Yeah, this "law of numbers" you are getting pushed at you is an argument used by insurance companies to show that they are cool. It seems they claim an algorithmic model, computer model, mathematical model, same things, based on this "rule of large numbers". And, of course, as in so much computer modeling people are use the model wrongly, or don't understand anything about it, or the model has been hopelessly screwed up at it's foundation. I think what we are seeing is a wrong understanding of the idea of "random number".

I have had really very frustrating exchanges with people who have way more than enough math to know better on the web about the nature of "random numbers". They are just wildly screwed up.

My interest in random numbers arose in cryptography, and in the idea that a cryptographic system can be shown to be harder to attack by analysis than with a brute force exhaustive password search. Essentially, if this is true, a large bulk of encrypted materials when examined as elements an array, (that is, value #1, value #2, value #3, value#5.....,value the last), where, say, there are a million new values coming into your analysis system every day and maybe a billion values in your database, so "value the last" is some "value the trillionth", have to be indistinguishable from an array of random numbers.

(A brute force attack on the password can be a chore. Let's say that the password is less than 501 qwerty characters, then the total possibilities are about one followed by 1204 zeros. At one million attacks per second then the attack will exhaust the possibilities in about one followed by 1196 zeros years. If you started at the beginning of time with a trillion processors making a trillion attacks every second then you would still have one followed by 1181 zeros years left to go. Numbers this big are most easily dealt with with logarithms.)

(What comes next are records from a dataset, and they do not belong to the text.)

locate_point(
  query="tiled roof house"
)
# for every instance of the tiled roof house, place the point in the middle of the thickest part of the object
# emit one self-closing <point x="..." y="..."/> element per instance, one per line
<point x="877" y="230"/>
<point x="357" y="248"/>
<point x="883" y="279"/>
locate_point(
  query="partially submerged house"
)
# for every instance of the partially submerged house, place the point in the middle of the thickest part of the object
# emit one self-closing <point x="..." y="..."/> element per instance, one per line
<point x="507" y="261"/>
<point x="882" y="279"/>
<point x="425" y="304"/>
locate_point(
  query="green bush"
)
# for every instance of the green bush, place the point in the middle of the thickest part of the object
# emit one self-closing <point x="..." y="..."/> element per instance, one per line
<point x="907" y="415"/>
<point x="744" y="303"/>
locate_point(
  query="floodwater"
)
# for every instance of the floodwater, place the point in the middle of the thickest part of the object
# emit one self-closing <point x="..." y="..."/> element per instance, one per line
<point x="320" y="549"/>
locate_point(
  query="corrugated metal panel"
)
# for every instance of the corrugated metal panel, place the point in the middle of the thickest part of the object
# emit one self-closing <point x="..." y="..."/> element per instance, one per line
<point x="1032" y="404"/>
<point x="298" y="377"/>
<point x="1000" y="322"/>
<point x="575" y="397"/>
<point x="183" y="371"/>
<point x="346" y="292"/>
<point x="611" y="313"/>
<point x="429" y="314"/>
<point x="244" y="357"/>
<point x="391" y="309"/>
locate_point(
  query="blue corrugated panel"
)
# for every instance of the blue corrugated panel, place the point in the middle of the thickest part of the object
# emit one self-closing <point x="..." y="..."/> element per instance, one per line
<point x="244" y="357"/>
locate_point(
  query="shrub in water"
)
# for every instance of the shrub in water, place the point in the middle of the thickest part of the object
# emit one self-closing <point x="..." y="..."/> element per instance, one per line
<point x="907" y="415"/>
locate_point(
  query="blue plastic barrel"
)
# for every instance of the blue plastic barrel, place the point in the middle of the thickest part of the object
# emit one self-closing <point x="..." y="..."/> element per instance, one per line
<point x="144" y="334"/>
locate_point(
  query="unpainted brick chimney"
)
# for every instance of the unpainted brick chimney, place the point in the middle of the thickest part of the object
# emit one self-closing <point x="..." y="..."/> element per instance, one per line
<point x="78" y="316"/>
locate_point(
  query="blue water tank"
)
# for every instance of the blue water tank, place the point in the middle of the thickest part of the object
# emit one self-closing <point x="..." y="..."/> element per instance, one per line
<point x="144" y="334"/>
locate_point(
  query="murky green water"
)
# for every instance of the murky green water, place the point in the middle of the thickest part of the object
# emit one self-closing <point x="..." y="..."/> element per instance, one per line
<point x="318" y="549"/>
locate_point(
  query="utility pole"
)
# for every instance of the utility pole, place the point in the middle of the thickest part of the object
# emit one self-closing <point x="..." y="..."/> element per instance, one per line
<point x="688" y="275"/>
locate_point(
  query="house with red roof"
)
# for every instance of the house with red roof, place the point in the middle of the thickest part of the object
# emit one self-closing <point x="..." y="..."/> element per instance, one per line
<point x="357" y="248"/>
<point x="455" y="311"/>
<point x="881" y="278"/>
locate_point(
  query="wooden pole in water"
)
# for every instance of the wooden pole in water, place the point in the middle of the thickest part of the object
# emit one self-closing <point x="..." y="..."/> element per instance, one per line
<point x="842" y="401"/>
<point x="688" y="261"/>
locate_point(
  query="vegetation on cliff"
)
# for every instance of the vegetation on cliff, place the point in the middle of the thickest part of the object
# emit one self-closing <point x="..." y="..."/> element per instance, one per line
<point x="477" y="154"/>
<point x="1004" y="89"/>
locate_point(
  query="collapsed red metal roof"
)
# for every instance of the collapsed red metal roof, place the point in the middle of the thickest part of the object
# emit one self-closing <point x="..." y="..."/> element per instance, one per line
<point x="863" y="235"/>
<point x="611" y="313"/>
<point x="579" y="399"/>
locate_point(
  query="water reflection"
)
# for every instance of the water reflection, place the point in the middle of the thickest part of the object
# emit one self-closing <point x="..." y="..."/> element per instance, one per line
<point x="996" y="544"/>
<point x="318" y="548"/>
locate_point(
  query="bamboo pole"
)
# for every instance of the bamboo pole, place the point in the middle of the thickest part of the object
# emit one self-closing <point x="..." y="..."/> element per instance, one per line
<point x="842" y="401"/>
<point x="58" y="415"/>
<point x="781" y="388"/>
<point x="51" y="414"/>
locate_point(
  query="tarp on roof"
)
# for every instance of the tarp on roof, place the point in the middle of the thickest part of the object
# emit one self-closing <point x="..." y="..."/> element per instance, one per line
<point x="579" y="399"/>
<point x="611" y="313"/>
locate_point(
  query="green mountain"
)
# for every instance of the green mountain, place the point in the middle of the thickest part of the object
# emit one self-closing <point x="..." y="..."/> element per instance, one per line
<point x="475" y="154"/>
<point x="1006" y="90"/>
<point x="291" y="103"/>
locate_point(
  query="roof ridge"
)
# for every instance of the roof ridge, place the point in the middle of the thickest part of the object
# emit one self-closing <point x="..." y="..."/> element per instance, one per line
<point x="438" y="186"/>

So, back to random numbers. The "law of large numbers" is the (looks to me to be unprovable) idea that a string, an array, a series, of random numbers existing within an upper and lower value bound will tend toward a constant median value, and as the array gains more elements with time the median of ALL the elements will tend to be "closer" to a constant median value.

The problem, of course, is whether the data values in the array are random. If they are not random then the law of large numbers does not apply. Further, if the data values "cluster" around the median in a bell curve sort of way, then the series is and never has been random.

Proving a number series is random, by the way, is impossible. Sometimes it is possible to prove that a number series is not random though.. Google "tests of randomness". It is therefore bogus to use the "law of large numbers" in writing insurance. More accurate, and more like what actuaries use, are trend following curve fitted models. You take the birth, death, astrology charts, interest rates, whatever-you-like-time-series, as data and force a curve fit using matrix algebra, and hope that you have found the independent variables (which you won't have). Independent variables are hard to find. Even when variables correlate over some time interval, or don't, is not a very good clue. Sometimes when you find good independent variables "The Brass" don't like the models built on them (like what caused the recent credit crash). My own experience is that people fear, and therefore hate, the truth generally. After all, reality is just so darn INTRUSIVE!!